On the other hand, if \(\left|z_{n}\right|\) increases indefinitely in that the modulus \(\left|z_{n}\right|\) eventually remains larger than any preassigned positive value \(1 / \varepsilon\) we say that \(z_{n}\) tends to infinity and write \[z_{n} \rightarrow \infty\] This condition is tantamount to the requirement that \(1/z_{n} \rightarrow0\) . A sequence which possesses a limit is said to be convergent . The fact that a sequence is convergent is plainly an intrinsic property of the sequence which does not depend upon knowing the limiting value. It should therefore be of value to give a definition of convergence which frees us from the necessity of furnishing a specific limit. Such a definition has been provided by Cauchy:

Definition 1.1 . A sequence \(\left\{z_{n}\right\}\) is convergent if for any arbitrarily small positive \(\varepsilon\) it is possible to find a positive integer \(N(\varepsilon)\) such that \[\tag{2.11} \left|z_{n}-z_{m}\right|<\varepsilon \text { for all } n, m>N(\varepsilon).\] 

To prove the equivalence of the two definitions of convergence we must employ the fundamental theorem of Bolzano-Weierstrass.

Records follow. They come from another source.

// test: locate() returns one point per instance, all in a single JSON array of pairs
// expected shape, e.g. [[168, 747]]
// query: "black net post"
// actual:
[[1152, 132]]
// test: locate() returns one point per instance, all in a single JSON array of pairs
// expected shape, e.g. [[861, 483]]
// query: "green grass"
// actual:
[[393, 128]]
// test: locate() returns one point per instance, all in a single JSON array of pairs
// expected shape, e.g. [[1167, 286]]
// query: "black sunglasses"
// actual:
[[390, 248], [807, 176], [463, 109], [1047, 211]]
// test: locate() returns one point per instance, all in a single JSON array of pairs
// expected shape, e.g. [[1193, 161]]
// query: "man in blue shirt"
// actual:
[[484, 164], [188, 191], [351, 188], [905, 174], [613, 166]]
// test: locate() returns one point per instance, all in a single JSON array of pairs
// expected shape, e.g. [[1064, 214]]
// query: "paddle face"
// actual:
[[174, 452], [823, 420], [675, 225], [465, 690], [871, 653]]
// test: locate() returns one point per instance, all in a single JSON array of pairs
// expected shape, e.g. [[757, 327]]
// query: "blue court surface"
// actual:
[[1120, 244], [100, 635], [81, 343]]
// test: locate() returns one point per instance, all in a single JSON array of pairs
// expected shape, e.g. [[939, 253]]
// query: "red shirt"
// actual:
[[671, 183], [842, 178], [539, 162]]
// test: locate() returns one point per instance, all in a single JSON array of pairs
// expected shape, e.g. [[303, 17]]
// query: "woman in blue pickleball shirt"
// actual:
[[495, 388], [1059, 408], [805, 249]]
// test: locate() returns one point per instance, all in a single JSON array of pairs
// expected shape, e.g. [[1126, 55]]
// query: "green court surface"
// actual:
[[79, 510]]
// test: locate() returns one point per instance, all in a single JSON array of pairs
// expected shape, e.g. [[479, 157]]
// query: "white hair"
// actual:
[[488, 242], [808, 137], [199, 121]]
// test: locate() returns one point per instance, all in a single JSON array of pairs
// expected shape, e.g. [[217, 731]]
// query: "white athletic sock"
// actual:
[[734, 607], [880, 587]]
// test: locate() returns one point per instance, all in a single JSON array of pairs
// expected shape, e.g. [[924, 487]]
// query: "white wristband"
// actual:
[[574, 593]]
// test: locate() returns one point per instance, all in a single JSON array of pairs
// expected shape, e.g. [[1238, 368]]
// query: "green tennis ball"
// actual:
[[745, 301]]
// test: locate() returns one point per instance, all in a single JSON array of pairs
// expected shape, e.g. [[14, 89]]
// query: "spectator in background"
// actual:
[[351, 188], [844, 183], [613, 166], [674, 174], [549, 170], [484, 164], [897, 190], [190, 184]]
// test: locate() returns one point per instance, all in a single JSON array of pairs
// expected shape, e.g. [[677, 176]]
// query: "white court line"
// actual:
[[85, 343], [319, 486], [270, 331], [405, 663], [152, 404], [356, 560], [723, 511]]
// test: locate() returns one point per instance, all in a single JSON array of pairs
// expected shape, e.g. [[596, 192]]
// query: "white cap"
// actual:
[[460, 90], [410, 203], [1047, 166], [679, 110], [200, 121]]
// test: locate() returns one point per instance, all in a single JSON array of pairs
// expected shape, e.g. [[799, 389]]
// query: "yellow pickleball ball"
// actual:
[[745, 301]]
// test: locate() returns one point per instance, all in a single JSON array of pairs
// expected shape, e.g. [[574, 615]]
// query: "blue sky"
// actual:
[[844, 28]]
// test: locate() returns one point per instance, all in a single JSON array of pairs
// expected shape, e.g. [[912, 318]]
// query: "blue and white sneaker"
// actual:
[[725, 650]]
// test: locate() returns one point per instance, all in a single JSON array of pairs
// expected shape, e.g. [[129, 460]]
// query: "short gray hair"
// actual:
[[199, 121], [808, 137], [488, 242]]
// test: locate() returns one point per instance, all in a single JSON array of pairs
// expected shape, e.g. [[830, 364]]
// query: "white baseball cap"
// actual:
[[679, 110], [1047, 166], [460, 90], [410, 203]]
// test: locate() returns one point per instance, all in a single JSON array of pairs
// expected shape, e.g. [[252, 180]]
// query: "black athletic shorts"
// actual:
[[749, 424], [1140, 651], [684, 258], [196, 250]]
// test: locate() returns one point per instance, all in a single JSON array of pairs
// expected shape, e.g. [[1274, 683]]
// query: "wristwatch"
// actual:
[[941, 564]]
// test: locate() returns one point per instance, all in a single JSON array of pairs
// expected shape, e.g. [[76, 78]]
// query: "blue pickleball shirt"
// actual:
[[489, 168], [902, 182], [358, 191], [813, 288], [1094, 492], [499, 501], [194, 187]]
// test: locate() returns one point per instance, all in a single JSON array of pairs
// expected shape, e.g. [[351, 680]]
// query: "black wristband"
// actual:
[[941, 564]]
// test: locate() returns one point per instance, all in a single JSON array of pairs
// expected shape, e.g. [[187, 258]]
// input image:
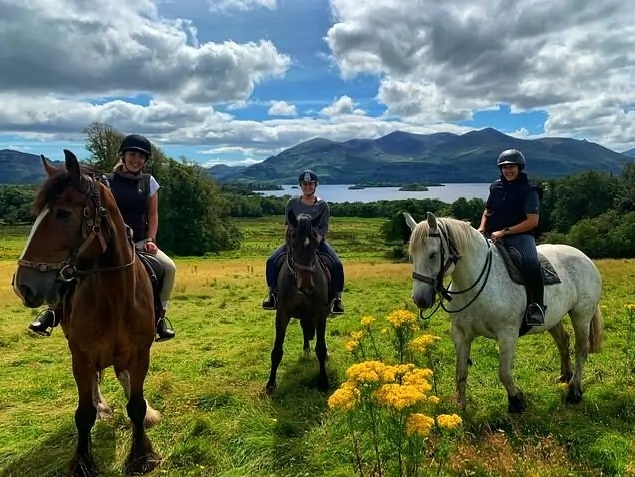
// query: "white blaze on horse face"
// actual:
[[38, 221]]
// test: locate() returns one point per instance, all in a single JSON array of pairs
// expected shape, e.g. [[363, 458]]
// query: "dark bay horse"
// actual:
[[79, 253], [304, 292]]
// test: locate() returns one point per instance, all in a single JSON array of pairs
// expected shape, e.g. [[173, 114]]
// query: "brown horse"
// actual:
[[79, 253], [305, 292]]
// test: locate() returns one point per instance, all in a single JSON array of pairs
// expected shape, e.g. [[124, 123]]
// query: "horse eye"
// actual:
[[62, 214]]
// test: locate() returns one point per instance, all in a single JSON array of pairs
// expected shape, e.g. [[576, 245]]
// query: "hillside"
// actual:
[[398, 157], [442, 157]]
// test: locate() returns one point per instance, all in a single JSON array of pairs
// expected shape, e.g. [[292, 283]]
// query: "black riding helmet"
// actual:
[[307, 176], [511, 156], [136, 142]]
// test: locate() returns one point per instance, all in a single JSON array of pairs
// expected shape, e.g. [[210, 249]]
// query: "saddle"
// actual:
[[513, 262], [155, 272]]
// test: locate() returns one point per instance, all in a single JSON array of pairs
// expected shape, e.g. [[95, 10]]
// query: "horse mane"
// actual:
[[460, 232], [56, 184]]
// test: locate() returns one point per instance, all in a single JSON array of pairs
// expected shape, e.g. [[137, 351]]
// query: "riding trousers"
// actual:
[[338, 267], [526, 245], [169, 273]]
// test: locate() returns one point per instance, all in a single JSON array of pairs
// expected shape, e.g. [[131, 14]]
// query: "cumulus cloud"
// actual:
[[124, 47], [282, 108], [342, 106], [439, 61]]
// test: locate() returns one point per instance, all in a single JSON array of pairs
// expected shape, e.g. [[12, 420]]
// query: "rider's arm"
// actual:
[[532, 209], [323, 226]]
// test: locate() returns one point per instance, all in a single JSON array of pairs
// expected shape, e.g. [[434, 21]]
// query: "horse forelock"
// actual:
[[55, 185], [460, 233]]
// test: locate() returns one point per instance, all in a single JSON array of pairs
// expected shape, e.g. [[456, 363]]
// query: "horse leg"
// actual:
[[561, 337], [142, 458], [82, 464], [282, 321], [152, 416], [507, 350], [321, 352], [462, 347], [103, 409], [580, 324]]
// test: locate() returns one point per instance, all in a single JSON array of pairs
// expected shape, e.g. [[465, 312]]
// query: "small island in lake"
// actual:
[[423, 186]]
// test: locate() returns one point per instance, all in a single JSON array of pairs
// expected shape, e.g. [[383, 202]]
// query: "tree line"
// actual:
[[592, 210]]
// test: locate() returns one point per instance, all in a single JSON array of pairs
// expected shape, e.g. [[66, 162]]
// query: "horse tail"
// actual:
[[596, 331]]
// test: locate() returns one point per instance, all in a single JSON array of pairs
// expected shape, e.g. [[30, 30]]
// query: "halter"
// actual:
[[91, 229], [453, 259]]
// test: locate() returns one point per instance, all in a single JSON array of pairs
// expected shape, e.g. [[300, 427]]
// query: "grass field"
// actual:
[[208, 381]]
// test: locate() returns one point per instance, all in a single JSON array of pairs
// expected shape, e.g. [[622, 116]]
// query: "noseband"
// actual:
[[452, 259], [96, 227]]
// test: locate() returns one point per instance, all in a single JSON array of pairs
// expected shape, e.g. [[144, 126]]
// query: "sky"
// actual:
[[236, 81]]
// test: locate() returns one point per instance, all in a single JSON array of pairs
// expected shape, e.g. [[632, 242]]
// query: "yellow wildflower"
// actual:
[[370, 372], [398, 396], [403, 318], [419, 424], [351, 345], [449, 421], [345, 397], [367, 320], [423, 343]]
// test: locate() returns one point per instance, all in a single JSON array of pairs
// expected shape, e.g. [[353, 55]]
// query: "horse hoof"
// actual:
[[143, 464], [516, 404], [83, 467]]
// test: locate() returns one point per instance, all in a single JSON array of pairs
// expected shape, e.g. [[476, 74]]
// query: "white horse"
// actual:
[[488, 298]]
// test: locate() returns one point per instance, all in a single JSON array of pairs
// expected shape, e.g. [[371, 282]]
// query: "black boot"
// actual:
[[49, 318], [271, 301], [535, 314], [337, 308], [164, 331]]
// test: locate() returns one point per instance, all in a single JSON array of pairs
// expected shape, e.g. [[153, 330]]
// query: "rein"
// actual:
[[453, 259], [96, 227]]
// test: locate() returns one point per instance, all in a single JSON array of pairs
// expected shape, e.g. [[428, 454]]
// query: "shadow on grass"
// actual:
[[298, 407], [595, 437], [50, 457]]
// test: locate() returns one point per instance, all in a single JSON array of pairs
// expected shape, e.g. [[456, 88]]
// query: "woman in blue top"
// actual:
[[138, 202], [308, 203]]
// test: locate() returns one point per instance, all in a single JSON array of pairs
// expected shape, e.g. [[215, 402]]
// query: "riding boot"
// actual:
[[271, 301], [164, 331], [535, 313], [337, 308], [49, 318]]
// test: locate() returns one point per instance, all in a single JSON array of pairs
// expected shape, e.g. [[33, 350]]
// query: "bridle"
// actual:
[[93, 227], [452, 259]]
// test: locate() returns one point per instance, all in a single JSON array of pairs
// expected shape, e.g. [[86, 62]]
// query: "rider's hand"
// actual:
[[498, 235], [150, 247]]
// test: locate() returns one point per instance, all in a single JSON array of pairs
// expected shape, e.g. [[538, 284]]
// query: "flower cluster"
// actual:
[[394, 404]]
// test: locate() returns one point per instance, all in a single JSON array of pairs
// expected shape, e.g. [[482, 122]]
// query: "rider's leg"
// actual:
[[49, 318], [526, 245], [164, 331], [271, 274], [338, 277]]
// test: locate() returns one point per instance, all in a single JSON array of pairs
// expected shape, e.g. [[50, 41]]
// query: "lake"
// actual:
[[340, 192]]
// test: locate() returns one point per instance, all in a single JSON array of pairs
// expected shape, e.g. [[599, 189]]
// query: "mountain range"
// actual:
[[398, 157]]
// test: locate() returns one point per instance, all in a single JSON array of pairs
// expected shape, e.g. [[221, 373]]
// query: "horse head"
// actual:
[[302, 244], [434, 257], [76, 221]]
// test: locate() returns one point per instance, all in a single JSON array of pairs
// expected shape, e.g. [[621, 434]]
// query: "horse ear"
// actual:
[[49, 168], [293, 220], [412, 223], [317, 219], [72, 166], [432, 220]]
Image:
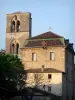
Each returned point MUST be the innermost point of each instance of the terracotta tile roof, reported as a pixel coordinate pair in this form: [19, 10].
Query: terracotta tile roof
[43, 43]
[46, 35]
[46, 70]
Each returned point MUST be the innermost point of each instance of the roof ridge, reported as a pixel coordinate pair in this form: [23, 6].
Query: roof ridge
[45, 35]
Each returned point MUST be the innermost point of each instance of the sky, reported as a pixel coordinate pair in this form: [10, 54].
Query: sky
[59, 15]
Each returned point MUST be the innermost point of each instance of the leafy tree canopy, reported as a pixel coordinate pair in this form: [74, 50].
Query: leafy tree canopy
[11, 71]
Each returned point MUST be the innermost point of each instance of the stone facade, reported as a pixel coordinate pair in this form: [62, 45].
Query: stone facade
[24, 32]
[60, 67]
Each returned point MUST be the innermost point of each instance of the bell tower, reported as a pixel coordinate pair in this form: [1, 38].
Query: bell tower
[18, 29]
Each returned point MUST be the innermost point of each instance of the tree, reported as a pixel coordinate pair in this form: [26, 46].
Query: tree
[12, 74]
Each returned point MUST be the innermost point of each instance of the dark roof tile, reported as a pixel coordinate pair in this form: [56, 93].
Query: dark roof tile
[46, 70]
[42, 43]
[46, 35]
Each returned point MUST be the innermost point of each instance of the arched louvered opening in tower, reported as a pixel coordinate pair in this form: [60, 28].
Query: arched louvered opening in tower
[18, 26]
[17, 48]
[13, 26]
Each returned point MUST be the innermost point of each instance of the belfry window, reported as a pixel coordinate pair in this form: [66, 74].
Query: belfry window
[18, 26]
[13, 47]
[13, 26]
[17, 48]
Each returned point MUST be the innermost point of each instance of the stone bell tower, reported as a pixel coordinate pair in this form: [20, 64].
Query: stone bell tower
[18, 29]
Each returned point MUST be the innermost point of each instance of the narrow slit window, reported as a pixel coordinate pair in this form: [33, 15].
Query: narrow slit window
[33, 56]
[18, 26]
[51, 55]
[49, 76]
[13, 26]
[17, 48]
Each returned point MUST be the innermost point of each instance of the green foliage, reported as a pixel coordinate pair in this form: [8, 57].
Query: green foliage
[11, 71]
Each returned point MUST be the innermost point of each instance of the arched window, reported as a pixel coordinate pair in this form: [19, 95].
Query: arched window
[17, 48]
[13, 26]
[18, 26]
[13, 48]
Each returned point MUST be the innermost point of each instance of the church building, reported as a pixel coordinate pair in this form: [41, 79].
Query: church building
[48, 58]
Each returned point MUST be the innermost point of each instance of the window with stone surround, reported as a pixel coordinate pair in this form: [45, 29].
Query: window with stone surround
[49, 88]
[33, 56]
[49, 76]
[51, 55]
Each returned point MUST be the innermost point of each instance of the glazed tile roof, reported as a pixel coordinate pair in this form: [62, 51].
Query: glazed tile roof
[46, 70]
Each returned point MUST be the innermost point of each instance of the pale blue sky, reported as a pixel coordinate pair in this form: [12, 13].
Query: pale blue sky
[57, 14]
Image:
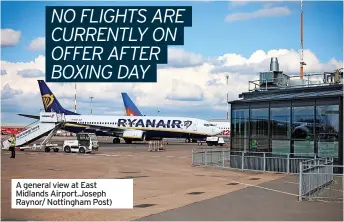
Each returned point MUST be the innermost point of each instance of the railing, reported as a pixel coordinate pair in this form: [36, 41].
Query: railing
[310, 79]
[250, 161]
[319, 179]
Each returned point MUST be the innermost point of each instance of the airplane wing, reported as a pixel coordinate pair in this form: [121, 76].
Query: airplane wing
[29, 116]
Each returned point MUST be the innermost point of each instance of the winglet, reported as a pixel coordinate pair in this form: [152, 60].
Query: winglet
[130, 107]
[50, 102]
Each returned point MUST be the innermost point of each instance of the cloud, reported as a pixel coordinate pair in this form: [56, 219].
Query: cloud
[30, 73]
[9, 37]
[265, 12]
[8, 93]
[179, 58]
[37, 44]
[235, 4]
[195, 91]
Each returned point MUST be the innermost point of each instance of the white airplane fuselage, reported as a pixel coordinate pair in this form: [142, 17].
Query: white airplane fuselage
[146, 127]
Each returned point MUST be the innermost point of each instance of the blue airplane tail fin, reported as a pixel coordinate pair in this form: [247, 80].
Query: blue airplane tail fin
[50, 102]
[130, 107]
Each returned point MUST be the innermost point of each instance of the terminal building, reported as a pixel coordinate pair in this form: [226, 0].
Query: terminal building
[291, 115]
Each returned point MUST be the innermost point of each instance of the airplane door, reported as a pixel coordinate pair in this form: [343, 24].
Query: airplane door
[194, 126]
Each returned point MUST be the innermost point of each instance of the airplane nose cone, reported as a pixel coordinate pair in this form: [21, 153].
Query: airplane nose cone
[217, 131]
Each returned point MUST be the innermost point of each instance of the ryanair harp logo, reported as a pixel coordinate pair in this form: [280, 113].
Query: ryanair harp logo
[47, 100]
[187, 123]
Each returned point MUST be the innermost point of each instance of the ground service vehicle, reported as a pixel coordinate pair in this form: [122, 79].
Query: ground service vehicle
[214, 140]
[84, 143]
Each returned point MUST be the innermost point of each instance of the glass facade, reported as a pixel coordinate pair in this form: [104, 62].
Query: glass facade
[327, 130]
[302, 129]
[280, 129]
[240, 129]
[303, 126]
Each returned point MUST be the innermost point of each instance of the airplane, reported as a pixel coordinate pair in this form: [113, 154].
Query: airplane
[127, 127]
[132, 110]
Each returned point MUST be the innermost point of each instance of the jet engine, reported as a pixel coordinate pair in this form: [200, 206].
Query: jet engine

The Bolzano-Weierstrass theorem 2 states: Every bounded infinite set of points of the complex plane possesses at least one accumulation point.

Consider a sequence \[\left\{z_{n}\right\}=z_{1}, z_{2}, \ldots, z_{n}, \ldots\] of complex numbers which converges to a limit \(z\) . Geometrically this means that the points \(z_{n}\) of the sequence, from a certain \(N\) on, lie inside a circle of given radius \(\varepsilon\) about the point \(z\) . One recognizes immediately that if \(\lim z_{n}=z\) then the set of points \(\left\{z_{n}\right\}\) is bounded and \(z\) is its only accumulation point. Conversely, if a bounded infinite sequence of points \(\left\{z_{n}\right\}\) possesses only one accumulation point \(z\) then \(z\) is the limit of the sequence \(\left\{z_{n}\right\}\) . (If a sequence contains terms \(z_{n}\) equal to \(z\) these statements are interpreted by counting the point corresponding to \(z\) as often as it occurs.)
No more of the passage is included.